Il rombo alla Clooney di Tino Vettorello

Lo chef trevigiano, un veterano della Mostra del Cinema di Venezia, festeggerà l’attore Leone d’Oro alla carriera con il rombo preparato scottando il rombo con la vodka e il Prosecco e poi servito con agrumi, salicornia e lamponi. Per i brindisi ufficiali sul red carpet il protagonista sarà Sua Maestà il Prosecco di Conegliano Valdobbiadene Docg.
Tino Vettorello, il famoso chef ufficiale della Mostra Internazionale d’Arte Cinematografica di Venezia, quest’anno festeggerà Gorge Clooney che sarà premiato con il “Leone d’Oro alla carriera” con il piatto del cuore dell’attore: il Rombo alla Clooney.
Per Tino Vettorello sarà la sua ventesima presenza alla Mostra del Cinema giunta alla 83.ma edizione.
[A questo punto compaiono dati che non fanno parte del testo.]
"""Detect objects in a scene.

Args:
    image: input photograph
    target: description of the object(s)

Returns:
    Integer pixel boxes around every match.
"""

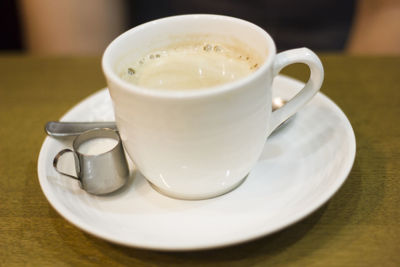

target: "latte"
[119,42,261,90]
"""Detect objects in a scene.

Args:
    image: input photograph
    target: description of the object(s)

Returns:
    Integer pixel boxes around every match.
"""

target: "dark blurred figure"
[3,0,400,54]
[128,0,355,51]
[0,0,23,50]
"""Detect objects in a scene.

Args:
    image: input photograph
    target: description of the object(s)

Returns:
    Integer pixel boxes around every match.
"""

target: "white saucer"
[38,76,355,250]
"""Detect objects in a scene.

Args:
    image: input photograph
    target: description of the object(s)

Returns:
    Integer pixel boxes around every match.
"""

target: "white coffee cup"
[102,15,324,199]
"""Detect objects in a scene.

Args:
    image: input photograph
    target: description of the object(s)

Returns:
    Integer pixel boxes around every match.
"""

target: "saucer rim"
[37,75,356,251]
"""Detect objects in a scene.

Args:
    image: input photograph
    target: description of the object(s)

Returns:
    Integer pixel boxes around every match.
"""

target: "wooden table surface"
[0,54,400,266]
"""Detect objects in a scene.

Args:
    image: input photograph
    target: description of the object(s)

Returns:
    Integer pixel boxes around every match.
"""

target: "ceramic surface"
[38,76,355,250]
[102,15,324,199]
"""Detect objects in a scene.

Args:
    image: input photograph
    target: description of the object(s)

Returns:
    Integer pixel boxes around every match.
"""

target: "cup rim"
[102,14,276,98]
Egli “firmerà” tutti i menu e gli eventi in programma al Palazzo del Casinò e alla Terrazza Biennale (di fronte al red carpet) che accoglierà personaggi del cinema, rappresentanti delle istituzioni e ospiti delle aziende partner.
Il Rombo alla Clooney arricchito con agrumi, salicornia e lamponi

“Venezia 83”, “Laguna” e “Cavallino” sono i tre menu degustazione proposti per la cena alla Terrazza Biennale, costruiti intorno al cinema, all’acqua e agli orti della laguna. Nel percorso troverà spazio anche il famoso “Rombo alla Clooney”, preparato scottando il rombo con vodka e Prosecco e servito con agrumi, salicornia e lamponi.
E’ una delle creazioni che lo chef trevigiano dedicherà ai protagonisti del cinema, un piatto d’autore che quest’anno assume un significato particolare per il Leone d’Oro alla carriera assegnato dalla Biennale di Venezia a George Clooney, attore, regista e produttore cinematografico.
“Il “Rombo alla Clooney” fa parte da tempo dei miei menu – ha spiegato Tino Vettorello – quest’anno la dedica coincide con un momento importante della carriera dell’attore e del suo rapporto con Venezia. È una coincidenza che rende il piatto ancora più legato a questa edizione. Mi riserverò qualche sorpresa per Clooney – ha confessato – che incontrerò con piacere ancora una volta a Venezia”.
Le residenze esclusive dei Vip: l’Hotel Excelsior, il Gritti, il Danieli e il Cipriani

La parte più intima della Mostra del Cinema anche quest’anno vivrà momenti esclusivi nei grandi alberghi della Serenissima.
L’Hotel Excelsior del Lido, storico epicentro della vita del Festival, sarà il punto di passaggio obbligato per delegazioni e celebrity, mentre sull’altra sponda della laguna l’Hotel Cipriani, il Gritti Palace, l’Aman e il rinnovato Hotel Danieli saranno le location più gettonate con la presenza dei personaggi internazionali più famosi e celebrati durante i giorni della Mostra.
Per i brindisi ufficiali Sua Maestà il Prosecco di Conegliano Valdobbiadene Docg

L’Hotel Cipriani ospita anche uno dei bar preferiti di George Clooney: un dettaglio che restituisce perfettamente il rapporto tra le star e Venezia, città dove la dimensione pubblica del “red carpet” convive con una rete di luoghi molto più discreti.
E poi ci sono i gusti personali delle celebrity, il terreno sul quale il food incontra il gossip: George Clooney, grande conoscitore e frequentatore dell’Italia, è da anni associato a uno stile di convivialità mediterraneo e informale, lontano dall’idea della dieta come privazione.
Penélope Cruz ha più volte raccontato il proprio legame con la cucina spagnola e con il piacere della tavola, mentre Robert Pattinson appartiene a una generazione di star per le quali il rapporto con il cibo è spesso parte della narrazione pop, tra abitudini quotidiane, comfort food e rituali raccontati nei media.
Tra un “red carpet” e un calice di Prosecco di Conegliano Valdobbiadene Docg, la Mostra del Cinema di Venezia conferma così la sua doppia identità: da un lato la settima arte, dall’altro un laboratorio di eccellenza enogastronomica italiana che, edizione dopo edizione, trova sempre nuovi modi per raccontarsi al mondo.